Spark or Storm?

That is the question

Posted by Moises Trelles on September 05, 2016

Here some major points to consider when choosing the right tool:

Latency:

Is the performance of the streaming application paramount? Storm can give sub-second latency much more easily and with less restrictions than Spark Streaming.


Development Cost:

Is it desired to have similar code bases for batch processing and stream processing? In our case I could say yes! With Spark, batching and streaming are very similar.
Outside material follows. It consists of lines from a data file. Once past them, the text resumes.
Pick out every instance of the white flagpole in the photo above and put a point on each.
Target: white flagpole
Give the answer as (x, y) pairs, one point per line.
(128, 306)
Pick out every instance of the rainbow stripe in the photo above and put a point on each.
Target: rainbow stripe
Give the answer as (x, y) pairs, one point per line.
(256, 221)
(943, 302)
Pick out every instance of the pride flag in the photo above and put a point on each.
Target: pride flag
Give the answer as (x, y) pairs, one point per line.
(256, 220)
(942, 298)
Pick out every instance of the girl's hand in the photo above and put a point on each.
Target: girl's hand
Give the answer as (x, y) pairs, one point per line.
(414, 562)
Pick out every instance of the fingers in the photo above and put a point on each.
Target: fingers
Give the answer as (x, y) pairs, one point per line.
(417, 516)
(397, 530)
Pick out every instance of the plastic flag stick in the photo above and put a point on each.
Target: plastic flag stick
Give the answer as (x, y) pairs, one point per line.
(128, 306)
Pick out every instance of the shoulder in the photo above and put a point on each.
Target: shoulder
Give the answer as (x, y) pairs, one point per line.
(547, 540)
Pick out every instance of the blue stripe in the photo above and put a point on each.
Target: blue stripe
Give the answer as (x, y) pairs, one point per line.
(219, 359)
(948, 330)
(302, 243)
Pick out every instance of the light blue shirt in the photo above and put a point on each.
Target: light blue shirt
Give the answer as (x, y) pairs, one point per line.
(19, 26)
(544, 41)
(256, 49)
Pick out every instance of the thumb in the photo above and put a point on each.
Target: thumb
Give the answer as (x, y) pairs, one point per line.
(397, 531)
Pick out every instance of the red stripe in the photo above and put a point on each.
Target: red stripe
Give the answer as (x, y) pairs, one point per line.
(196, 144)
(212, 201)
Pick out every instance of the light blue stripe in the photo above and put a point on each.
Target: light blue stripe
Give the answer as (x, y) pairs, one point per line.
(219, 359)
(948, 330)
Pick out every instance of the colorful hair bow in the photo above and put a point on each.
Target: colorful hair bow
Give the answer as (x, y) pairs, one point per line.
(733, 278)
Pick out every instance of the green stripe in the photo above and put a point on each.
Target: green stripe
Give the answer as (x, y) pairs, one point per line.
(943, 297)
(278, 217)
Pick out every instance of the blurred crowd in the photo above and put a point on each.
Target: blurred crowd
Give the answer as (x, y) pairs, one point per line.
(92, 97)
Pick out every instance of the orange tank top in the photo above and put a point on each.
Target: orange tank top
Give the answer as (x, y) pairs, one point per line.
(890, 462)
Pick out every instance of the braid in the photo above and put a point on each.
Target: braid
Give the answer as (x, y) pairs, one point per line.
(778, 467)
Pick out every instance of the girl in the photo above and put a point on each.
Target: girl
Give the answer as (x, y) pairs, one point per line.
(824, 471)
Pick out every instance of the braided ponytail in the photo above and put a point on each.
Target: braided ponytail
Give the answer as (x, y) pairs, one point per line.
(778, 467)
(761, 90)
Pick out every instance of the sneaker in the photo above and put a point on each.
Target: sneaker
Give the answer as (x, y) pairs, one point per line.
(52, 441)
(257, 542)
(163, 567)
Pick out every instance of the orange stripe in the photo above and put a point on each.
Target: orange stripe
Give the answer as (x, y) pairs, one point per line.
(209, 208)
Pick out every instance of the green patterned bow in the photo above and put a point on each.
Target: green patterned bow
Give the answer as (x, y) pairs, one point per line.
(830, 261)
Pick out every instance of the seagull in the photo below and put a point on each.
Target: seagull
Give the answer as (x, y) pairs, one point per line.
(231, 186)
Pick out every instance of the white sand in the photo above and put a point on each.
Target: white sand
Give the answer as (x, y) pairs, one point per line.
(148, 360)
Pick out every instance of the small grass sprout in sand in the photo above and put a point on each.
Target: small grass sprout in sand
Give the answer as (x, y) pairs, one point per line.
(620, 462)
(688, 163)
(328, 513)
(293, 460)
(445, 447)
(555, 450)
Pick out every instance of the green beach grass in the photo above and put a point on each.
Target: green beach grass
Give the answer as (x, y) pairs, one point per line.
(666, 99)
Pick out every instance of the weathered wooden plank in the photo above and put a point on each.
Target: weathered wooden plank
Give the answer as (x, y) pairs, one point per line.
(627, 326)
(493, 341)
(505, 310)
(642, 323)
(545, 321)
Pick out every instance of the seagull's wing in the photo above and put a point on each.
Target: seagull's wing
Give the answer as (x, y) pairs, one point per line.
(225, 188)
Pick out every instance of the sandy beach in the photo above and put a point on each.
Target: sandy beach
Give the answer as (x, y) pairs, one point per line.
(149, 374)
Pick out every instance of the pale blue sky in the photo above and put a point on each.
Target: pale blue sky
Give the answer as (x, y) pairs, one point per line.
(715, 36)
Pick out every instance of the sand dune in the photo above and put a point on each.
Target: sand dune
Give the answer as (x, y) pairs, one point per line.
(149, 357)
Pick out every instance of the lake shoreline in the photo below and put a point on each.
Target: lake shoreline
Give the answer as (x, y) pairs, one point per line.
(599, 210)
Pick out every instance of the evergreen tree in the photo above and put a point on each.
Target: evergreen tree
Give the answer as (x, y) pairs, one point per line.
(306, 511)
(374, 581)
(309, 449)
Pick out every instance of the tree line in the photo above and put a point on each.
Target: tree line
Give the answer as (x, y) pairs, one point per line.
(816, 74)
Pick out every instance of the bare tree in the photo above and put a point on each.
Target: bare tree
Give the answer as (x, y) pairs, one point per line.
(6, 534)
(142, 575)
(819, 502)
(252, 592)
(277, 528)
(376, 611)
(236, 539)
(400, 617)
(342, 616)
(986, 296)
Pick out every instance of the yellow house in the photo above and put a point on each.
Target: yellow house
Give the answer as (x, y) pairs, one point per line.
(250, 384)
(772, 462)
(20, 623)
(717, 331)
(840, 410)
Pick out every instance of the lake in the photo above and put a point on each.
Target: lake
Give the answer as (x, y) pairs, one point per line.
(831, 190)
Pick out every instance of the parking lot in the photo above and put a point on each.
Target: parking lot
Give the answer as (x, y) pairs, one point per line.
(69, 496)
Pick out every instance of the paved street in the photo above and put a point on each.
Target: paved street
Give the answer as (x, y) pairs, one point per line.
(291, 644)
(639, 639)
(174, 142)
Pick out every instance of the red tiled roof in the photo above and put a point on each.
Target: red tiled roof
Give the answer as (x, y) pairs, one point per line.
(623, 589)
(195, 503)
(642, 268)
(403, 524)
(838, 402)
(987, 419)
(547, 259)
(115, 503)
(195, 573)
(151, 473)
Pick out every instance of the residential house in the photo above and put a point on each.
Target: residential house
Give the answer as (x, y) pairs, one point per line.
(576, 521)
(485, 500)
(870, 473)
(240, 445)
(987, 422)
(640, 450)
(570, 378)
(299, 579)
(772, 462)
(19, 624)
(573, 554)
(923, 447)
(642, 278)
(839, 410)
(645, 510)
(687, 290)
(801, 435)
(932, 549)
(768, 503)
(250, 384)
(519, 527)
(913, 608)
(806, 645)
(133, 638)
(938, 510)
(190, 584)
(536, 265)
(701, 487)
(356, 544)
Message Delivery Guarantees:

Is there high importance on processing every single record, or is some nominal amount of data loss acceptable? In our case I want to say it’s important to processes every record. Disregarding everything else, Spark trivially yields perfect, exactly once message delivery. Storm can provide all three delivery semantics, but getting perfect exactly once message delivery requires more effort to properly achieve.


Process Fault Tolerance:

Is high-availability of primary concern? Both systems actually handle fault-tolerance of this kind really well and in relatively similar ways.

Production Storm clusters will run Storm processes under supervision; if a process fails, the supervisor process will restart it automatically. State management is handled through ZooKeeper. Processes restarting will reread the state from ZooKeeper on an attempt to rejoin the cluster.

Spark handles restarting workers via the resource manager: YARN or its standalone manager. Spark’s standalone resource manager handles master node failure with standby-masters and ZooKeeper.


Conclusion

Both Apache Spark Streaming and Apache Storm are great solutions that solve the streaming ingestion and transformation problem. Either system can be a great choice for part of an analytics stack. Choosing the right one is simply a matter of answering the above questions.